Andrej Karpathy predicts AGI is over a decade away, emphasizing the 'decade of agents' due to significant remaining work in AI scaffolding, generalization, and overcoming current reinforcement learning limitations.
Takeways• AGI is more than 10 years away; the current era is the 'decade of agents' due to extensive development required.
• Current LLMs learn by 'ghost-like' memorization, needing to evolve towards 'animal-like' generalization for true AGI.
• Reinforcement learning has inefficiencies, necessitating new learning paradigms like 'system prompt learning' and a focus on a 'cognitive core' for generalization.
Andrej Karpathy, a prominent AI figure, believes AGI is at least 10 years away, countering common optimistic timelines. He clarifies that the current period is the 'decade of agents,' not just a 'year,' due to the extensive integration and foundational work still required to make AI agents truly valuable and widespread. Karpathy highlights the need for AI learning paradigms to evolve beyond memorization and addresses the inefficiencies and challenges within current reinforcement learning approaches.
AGI Timelines & Agents
• 00:00:45 Andrej Karpathy asserts that AGI is 10-plus years away, defining 2025-2035 as the 'decade of agents' rather than a single 'year of agents.' This distinction reflects the significant amount of 'scaffolding' and foundational work needed for agents to become truly usable, valuable, and ubiquitous in the economy. He sees himself as a moderate between AI pessimists and optimists, acknowledging rapid progress in LLMs but also the substantial integration, physical world interaction, and societal challenges yet to be addressed before AI can reliably outperform humans in arbitrary jobs.
Animal vs. Ghost Learning
• 00:05:59 Karpathy distinguishes between animal-like and ghost-like learning, suggesting that current LLMs learn more like 'ghosts' by predicting the next token over the internet, a form of intelligence accumulation distinct from biological evolution. Animals, including humans, are 'pre-packaged with a ton of intelligence by evolution,' enabling complex behaviors like a newborn zebra walking immediately, which cannot be simply replicated by algorithms alone. He argues that LLMs primarily rely on memorization, and true generalization, which is crucial for AGI, requires moving towards more 'animal-like' learning mechanisms.
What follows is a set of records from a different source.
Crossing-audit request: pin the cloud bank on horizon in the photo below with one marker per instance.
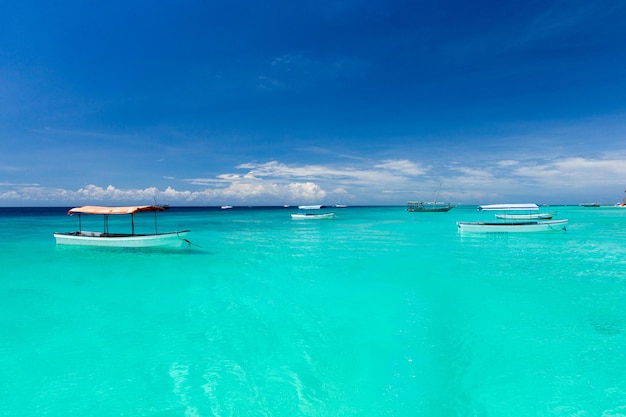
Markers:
(211, 103)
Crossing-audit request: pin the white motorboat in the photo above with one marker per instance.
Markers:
(531, 216)
(312, 216)
(127, 240)
(506, 225)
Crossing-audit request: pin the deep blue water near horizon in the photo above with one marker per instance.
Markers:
(380, 312)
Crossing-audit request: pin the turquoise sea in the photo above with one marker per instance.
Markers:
(380, 312)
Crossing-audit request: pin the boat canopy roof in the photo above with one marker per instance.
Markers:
(525, 207)
(114, 210)
(314, 207)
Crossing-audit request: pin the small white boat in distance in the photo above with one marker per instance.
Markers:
(312, 216)
(125, 240)
(506, 225)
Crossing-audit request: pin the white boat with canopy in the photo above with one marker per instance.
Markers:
(128, 240)
(312, 216)
(519, 218)
(304, 215)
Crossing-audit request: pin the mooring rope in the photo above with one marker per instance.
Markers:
(189, 243)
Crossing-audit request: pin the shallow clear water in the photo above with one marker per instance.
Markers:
(380, 312)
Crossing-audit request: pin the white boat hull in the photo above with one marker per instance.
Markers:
(173, 239)
(532, 216)
(307, 216)
(516, 227)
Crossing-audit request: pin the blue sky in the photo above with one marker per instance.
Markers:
(293, 102)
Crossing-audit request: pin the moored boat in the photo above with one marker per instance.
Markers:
(531, 216)
(515, 225)
(128, 240)
(433, 207)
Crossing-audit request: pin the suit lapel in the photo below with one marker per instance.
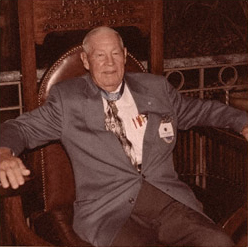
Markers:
(152, 107)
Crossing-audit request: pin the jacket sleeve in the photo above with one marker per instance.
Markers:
(196, 112)
(34, 128)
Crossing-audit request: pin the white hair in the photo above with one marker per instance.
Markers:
(99, 30)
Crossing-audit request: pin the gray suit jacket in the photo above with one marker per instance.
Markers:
(105, 178)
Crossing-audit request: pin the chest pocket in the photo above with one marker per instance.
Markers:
(167, 132)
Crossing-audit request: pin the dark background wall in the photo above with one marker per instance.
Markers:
(191, 28)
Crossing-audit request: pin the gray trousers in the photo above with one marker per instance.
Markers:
(159, 220)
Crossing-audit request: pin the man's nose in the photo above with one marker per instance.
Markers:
(109, 59)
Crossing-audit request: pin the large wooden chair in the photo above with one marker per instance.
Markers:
(40, 18)
(41, 213)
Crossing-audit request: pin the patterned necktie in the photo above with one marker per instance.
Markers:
(114, 123)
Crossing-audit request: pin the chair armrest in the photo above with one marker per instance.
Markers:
(16, 224)
(56, 227)
(236, 226)
(21, 190)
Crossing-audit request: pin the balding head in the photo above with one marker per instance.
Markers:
(98, 31)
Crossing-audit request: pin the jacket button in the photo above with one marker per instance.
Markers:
(131, 200)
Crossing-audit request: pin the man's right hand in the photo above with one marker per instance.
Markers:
(12, 170)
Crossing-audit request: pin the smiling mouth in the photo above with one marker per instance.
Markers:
(109, 72)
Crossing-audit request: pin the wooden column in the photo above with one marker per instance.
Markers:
(157, 38)
(28, 58)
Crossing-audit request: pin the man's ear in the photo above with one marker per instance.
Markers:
(85, 61)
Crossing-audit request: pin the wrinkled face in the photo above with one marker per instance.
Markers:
(105, 58)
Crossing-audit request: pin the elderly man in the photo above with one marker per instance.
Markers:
(119, 130)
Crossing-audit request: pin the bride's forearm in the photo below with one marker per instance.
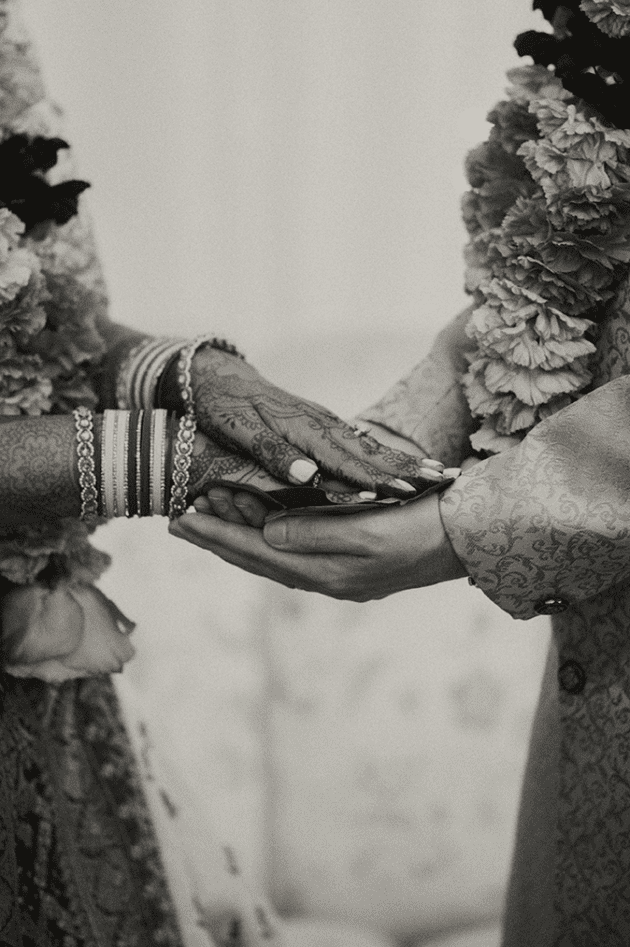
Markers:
(120, 340)
(38, 470)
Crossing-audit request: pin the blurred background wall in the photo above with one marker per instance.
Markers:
(288, 173)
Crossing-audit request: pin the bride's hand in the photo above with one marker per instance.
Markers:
(212, 462)
(359, 557)
(287, 435)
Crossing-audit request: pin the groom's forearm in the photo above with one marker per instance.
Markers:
(427, 407)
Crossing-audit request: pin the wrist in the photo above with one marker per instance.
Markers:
(132, 463)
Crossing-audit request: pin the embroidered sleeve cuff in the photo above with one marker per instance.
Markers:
(547, 523)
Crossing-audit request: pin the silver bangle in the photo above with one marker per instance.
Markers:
(85, 460)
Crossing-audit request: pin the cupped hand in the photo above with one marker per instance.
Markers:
(357, 557)
(211, 462)
(289, 436)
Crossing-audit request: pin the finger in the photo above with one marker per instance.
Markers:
(252, 509)
(221, 501)
(336, 447)
(308, 535)
(282, 459)
(245, 547)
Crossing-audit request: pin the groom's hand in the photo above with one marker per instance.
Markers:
(357, 557)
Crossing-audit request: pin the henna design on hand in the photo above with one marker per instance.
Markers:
(242, 411)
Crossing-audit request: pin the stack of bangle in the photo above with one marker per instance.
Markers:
(140, 375)
(140, 372)
(145, 462)
(144, 469)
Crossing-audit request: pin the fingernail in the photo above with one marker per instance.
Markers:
(429, 474)
(301, 471)
(403, 485)
(276, 533)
Critique of Reinforcement Learning
• 00:08:45 Karpathy expresses skepticism about current reinforcement learning (RL) methods, citing their inefficiency due to a poor 'signal per flop' ratio, meaning minimal learning per computational effort. He highlights the problem of outcome-based rewards, where entire thought processes, including erroneous intermediate steps, might be wrongly reinforced if they lead to a correct final answer. Even process supervision faces challenges, as correct intermediate steps might be penalized if the ultimate outcome is wrong, suggesting a need for alternative learning paradigms beyond standard RL.
System Prompt Learning & Cognitive Core
• 00:11:13 Karpathy proposes 'system prompt learning' as a new learning paradigm where models improve by internalizing problem-solving strategies and general knowledge, akin to humans taking notes for themselves. This concept aims to store global problem-solving knowledge and strategies rather than just user-specific facts, overcoming the limitations of finite context windows. He also introduces the 'cognitive core,' advocating for smaller, highly capable models that prioritize generalization over encyclopedic knowledge, actively stripping away excessive memorization to foster true reasoning abilities.